IBM patents SGML tag implication?

A conga-line of bottom feeders...

By Rick Jelliffe
January 25, 2010 | Comments: 4

It gets worse the more I look at it. In recent blog items I have been looking at the issue of companies getting US patents for technologies that are part of international standards or obvious applications from them.

See Microsoft patents Schematron? and Microsoft and the two patents (followed up here, here, here, and here) mainly about the i4i patent.

I have been concerned about this issue for a long time: in fact, I asked the Australian national standards body Standards Australia to raise the issue of the encrouchment of patents on standards (in particular the legal status of standards) at a JTC1 plenary, and they told me it had. I gather that the JTC1 representatives would prefer it to be someone else's problem. They need a boot up their collective backside. Of course legal protection must be gained through the political process, but the standards organizations need to act as a union for standards-makers: the standards bodies don't need to wait for a grassroots movement, they already are a grassroots movement (in countries where the standards body is not a government department.)

Is the reason that IBM and Microsoft are the top patentees because they bottom-feed standards and the obvious uses or workarounds of standards? I wrote about this a few years ago, claiming Microsoft was trying to patent a XML patent-writing machine. (Note the comment accusing me of Microsoft-bashing :-)

The latest one that came to my attention is IBM's patent 7,143,346 Simple types in XML schema complex types.

What is claimed is:

1. A method of parsing an XML stream containing simple types wherein said simple types are not XML elements within a complex type, said method comprising: receiving said XML stream; parsing said XML stream comprising: on encountering a parent element in said XML stream, utilizing an XML schema to locate a type for said parent element; where said type is a complex type, determining whether a mixed flag for said complex type in said schema is set to true; where said mixed flag is set to true, interpreting fragments embedded in said parent element in accordance with said complex type, each fragment being one of an arbitrary string and an element; generating parser output events interpreting each embedded fragment as one of an embedded simple type and an inherited simple type where, in accordance with said complex type, each embedded fragment corresponds to a dummy element having a simple type, with one of (i) a name of said dummy element and (ii) a name of said simple type being one of a predetermined set of names.

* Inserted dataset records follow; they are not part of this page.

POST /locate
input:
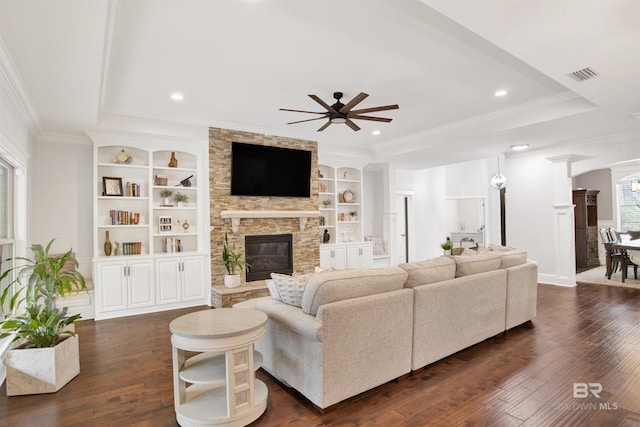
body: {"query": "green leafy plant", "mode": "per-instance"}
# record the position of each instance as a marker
(447, 246)
(39, 284)
(181, 198)
(232, 260)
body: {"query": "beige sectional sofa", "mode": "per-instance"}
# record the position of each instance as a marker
(357, 329)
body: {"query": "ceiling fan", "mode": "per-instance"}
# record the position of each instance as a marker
(343, 113)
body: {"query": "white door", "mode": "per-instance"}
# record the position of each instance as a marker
(140, 283)
(404, 232)
(111, 289)
(168, 280)
(192, 278)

IBM's patent provides a way annotating a schema so that the text fragments found in element content can implied by the software to belong to an element and therefore to have some simple type.

Sound familiar? ISO SGML (IS8879:1986) provides a feature called tag omission. This is a way of annotating a schema so that text fragments in element content can be implied by the software to belong to an element and therefore to have some element type.

Now in the case of SGML, the schemas are DTDs not W3C XML Schemas. And the implication is at the tag level rather than elements. And it is built-in to the parser rather than being a post-process. I don't see how it makes any difference. The idea is obvious, there is prior art in doing this kind of thing.

I was on the W3C XML Schema Working Group that created XML Schemas. And I was on the ISO/IEC committee that maintain SGML in the 1990s. This patent just sucks.

Why is there no reference to SGML in the patent? SGML was largely invented at IBM, and the efforts of IBM-ers like Goldfarb, Adler, Berglund and Wohler were key to what success it achieved.

Is it really true that one standard (W3C XML DTDs) can take out a feature from another standard (ISO SGML DTDs), then alter it cosmetically with some extra features (W3C XML Schemas), and then a US company can get a patent on that original feature again?

Apart from obviousness, wilfull ignorance, and prior art (IMHO IANAL), this patent has another aspect that unsettles me, though I am cannot really articulate it at the moment. In Thomistic terms, it treats accidents as a substance. What is the substantial difference between an XML Schema schema and any other kind of schema (RELAX NG, XML DTD, SGML DTD)? To me, it is like the difference between a red brick and a green brick: a patent that limits itself to red bricks to do something that was old hat for green bricks and unrelated to colour just seems dodgy, to use our slang.

You might also be interested in:


Hmmm... I'm imagining the plight of the patent examiner. They are searching for prior art. They have access to all sorts of databases, but I bet they focus on the technical press, e.g., ACM and IEEE journals.

If ISO standards are locked behind firewalls and available only for rather exorbitant fees, I bet that would be a blocker for them right there. What you need is a full-text index of all ISO standards, maybe available only to patent examiners, or by subscription to all. But right now we have nothing. So in terms of relevance to patent examiners, I bet W3C, OASIS and other open standards, freely available on the web, count for more than ISO standards which are unavailable except for a per-copy fee.

I think that is the approach. You can't expect patent examiners to be familiar with every technological dinosaur like SGML.

Rob: I certainly agree that it is difficult for patent examiners to know obscure standards, such as the basis of HTML. It is not as if it is their job.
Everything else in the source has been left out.